[rabbitmq-discuss] Questions about running .NET binaries SendString.exe, SingleGet.exe, rabbitmqclt.bat

Tim Watson tim at rabbitmq.com
Tue Sep 10 09:53:47 BST 2013


Hi,

On 9 Sep 2013, at 19:29, Li, Mike wrote:
> I was able to complete http://www.rabbitmq.com/tutorials/tutorial-one-python.html to tutorial-three-phython.html
>  
> When I tried using SendString and SingleGet .NET binaries, and rabbitmqctl.bat I net getting much luck.

Have you tried writing code similar to the python tutorial using the .NET client? Looking at https://github.com/rabbitmq/rabbitmq-tutorials/tree/master/dotnet might help, though that's probably very out of date.

> But no message in the hello queue found.

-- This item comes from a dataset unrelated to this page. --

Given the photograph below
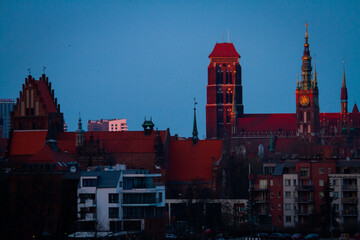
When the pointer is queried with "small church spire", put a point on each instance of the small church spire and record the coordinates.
(195, 132)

Well indeed - queues are not magically created for you, you've got to declare them either in your code or using one of the various management tools.

>  
> Manually added message via Queue > hello > Publish message (and added messages using steps in tutorial-one-python.html)
>  

That's one way to do it.

> Tried getting the message failed also:
> c:\RabbitMQ.NetClient\bin>singleget "amqp://guest:guest@127.0.0.1:5672/" hello
>  

The reason for the the failure is tucked away in the exception message here:

> text="PRECONDITION_FAILED - parameters for queue 'hello' in vhost '/' not equivalent"

Before singleget attempts to issue a basic.get, it declares the target queue - using queue.declare - to ensure it's present. This is fine, since queue.declare is idempotent - if the queue already exists, the declaration acts like an assertion, otherwise it creates the queue. As you can see below, the code in SingleGet that declares the queue makes very specific assumptions about parameters:

            using (IModel ch = conn.CreateModel()) {
                conn.AutoClose = true;

                ch.QueueDeclare(queueName, false, false, false, null);
                BasicGetResult result = ch.BasicGet(queueName, false);
                if (result == null) {
                    Console.WriteLine("No message available.");
                } else {
                    ch.BasicAck(result.DeliveryTag, false);
                    Console.WriteLine("Message:");
                    DebugUtil.DumpProperties(result, Console.Out, 0);
                }

                return 0;
            }

So at the time that queue.declare method is issued to the server, if the queue that you manually created on the server was configured with *different* parameters, the queue.declare method will fail and a channel error will be raised, invalidating the channel and throwing an exception in the client.

>  
> Please advise.

Make sure that the queue you're consuming via SingleGet was declared with exactly these same parameters. Alternatively, write you own code to consume messages from the queue, and ensure that when calling the channel's QueueDeclare method, you provide the same parameters that the queue was originally declared/created with.